Cela fait excessivement longtemps que je n'avais pas été sur les terres scandinaves de la littérature, et j'avoue que c'est la première fois que je pose un orteil en terre norvégienne ; conséquence, c'est la première fois que j'aborde l'oeuvre du dramaturge Henrik Ibsen.
Monsieur qui a laissé totalement de côté les grandes envolées lyriques de la tragédie, héritées de l'Antiquité, caressées dans le sens du poil en France par le Grand Siècle, pour le réalisme... Les dialogues, les situations, les réflexions aussi discrètes soient-elles ne surlignent pas mais sous-entendent.
Et c'est là toute l'efficacité de Hedda Gabler, dégager tout un potentiel de violence et de sexe en le sous-entendant jusqu'aux dernières répliques de la pièce et le rendre encore plus puissant car s'insinuant subtilement dans l'esprit du lecteur ou du spectateur, selon que vous soyez devant un livre ou devant une scène.

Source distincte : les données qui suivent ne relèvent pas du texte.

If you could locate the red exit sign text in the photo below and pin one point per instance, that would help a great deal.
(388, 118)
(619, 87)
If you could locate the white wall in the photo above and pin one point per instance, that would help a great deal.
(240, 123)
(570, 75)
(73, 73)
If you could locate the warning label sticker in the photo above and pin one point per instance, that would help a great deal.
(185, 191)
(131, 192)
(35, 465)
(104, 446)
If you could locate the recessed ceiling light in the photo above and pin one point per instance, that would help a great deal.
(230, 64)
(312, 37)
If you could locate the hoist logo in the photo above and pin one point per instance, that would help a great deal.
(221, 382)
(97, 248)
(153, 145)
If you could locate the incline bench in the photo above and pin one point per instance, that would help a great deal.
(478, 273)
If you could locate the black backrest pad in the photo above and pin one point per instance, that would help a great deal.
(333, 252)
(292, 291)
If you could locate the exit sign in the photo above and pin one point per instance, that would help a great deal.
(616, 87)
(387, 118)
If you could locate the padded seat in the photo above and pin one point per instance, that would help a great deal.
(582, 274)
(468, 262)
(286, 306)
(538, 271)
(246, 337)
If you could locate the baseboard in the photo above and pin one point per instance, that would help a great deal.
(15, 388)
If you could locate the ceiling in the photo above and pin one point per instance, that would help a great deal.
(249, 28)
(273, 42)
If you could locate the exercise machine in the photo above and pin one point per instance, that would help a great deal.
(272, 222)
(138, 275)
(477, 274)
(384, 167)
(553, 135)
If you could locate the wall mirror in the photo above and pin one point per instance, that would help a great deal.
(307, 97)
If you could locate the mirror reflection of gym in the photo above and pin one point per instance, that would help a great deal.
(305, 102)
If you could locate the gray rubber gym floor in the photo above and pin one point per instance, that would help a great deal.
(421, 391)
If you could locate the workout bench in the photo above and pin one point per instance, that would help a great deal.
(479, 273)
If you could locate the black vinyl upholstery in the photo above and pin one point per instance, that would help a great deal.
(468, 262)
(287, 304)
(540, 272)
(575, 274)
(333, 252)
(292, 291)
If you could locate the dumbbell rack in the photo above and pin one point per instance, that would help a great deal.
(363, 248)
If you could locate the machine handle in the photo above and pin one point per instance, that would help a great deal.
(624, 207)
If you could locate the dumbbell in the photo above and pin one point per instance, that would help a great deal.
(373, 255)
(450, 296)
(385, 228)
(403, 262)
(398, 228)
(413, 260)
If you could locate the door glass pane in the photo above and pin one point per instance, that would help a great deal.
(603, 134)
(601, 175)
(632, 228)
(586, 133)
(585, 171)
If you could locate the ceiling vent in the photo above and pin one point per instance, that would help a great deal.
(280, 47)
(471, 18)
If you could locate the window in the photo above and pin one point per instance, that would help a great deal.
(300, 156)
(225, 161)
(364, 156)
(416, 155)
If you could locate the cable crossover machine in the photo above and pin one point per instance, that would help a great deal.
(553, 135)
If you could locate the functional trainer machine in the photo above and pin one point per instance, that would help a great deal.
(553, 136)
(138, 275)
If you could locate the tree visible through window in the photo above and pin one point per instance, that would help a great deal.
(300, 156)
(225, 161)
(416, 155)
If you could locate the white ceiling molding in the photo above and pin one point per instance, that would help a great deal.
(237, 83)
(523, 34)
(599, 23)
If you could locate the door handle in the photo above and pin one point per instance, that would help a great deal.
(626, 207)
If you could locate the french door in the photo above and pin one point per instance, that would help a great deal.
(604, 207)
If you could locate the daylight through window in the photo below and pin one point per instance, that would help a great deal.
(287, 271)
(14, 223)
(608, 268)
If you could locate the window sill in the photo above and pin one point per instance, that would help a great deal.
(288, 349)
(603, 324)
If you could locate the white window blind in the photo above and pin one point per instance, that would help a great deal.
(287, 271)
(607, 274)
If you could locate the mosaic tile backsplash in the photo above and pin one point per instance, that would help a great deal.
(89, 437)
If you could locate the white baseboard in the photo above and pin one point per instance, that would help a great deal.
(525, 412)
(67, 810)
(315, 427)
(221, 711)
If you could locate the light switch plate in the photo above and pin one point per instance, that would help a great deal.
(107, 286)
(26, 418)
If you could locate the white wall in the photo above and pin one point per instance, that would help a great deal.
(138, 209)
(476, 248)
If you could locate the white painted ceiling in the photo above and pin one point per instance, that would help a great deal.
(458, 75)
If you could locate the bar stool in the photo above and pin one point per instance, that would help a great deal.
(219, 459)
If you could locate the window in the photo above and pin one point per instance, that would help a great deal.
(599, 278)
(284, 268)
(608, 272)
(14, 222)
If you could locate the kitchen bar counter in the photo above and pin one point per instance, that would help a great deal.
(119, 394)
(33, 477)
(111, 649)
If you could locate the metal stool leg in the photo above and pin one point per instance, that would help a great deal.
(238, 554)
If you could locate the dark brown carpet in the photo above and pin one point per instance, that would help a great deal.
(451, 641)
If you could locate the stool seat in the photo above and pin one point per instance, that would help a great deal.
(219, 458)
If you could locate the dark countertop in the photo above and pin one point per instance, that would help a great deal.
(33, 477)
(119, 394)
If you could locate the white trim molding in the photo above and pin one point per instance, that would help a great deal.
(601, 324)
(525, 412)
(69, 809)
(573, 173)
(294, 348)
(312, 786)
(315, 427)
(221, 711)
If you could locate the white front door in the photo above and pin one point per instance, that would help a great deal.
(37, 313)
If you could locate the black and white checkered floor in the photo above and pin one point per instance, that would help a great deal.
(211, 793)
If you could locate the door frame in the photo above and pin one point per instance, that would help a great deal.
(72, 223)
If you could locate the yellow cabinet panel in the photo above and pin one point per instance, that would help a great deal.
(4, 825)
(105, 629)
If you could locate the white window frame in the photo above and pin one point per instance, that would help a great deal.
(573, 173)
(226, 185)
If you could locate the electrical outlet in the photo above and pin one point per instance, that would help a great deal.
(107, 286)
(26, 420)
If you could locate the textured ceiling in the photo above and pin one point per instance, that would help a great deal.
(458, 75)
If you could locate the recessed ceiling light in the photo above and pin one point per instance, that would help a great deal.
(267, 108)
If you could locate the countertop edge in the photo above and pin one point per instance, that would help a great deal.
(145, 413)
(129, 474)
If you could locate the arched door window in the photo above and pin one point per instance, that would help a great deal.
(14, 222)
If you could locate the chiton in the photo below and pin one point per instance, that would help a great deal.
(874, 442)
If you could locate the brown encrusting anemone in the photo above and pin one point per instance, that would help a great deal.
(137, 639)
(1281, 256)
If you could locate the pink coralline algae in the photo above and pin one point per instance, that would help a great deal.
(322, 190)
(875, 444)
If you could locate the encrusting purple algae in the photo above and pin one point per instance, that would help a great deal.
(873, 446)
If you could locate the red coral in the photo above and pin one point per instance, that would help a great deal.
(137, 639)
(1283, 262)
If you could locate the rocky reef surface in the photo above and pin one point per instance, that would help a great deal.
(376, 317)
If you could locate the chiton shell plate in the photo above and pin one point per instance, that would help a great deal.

Un portrait d'(anti-)héroïne complexe aussi partagée entre matérialisme, en épousant un corniaud sous la promesse que celui-ci aurait très vite une bonne situation, et une sorte d'idéal symbolisée par la mort, mais pas n'importe quelle mort, qui ne peut que se fracasser cruellement contre le mur sans pitié de la réalité. Une anti-héroïne aussi capable d'être une criminelle que d'être une victime, si ce n'est parfois les deux en même temps...
Complexe, surprenant et troublant, juste avec le pouvoir des mots et de la suggestion une très très grande partie du temps, du travail d'orfèvre
Hedda (près de la porte vitrée) Oh! Taisez-vous, je vous dis...! Bien
des fois, je trouve que je n'ai de dispositions que pour une seule
chose au monde.
Brack (se rapproche) Et pour quoi donc, si je peux me permettre?
Hedda (se rapproche) Pour m'ennuyer à mourir. Voilà, vous le savez.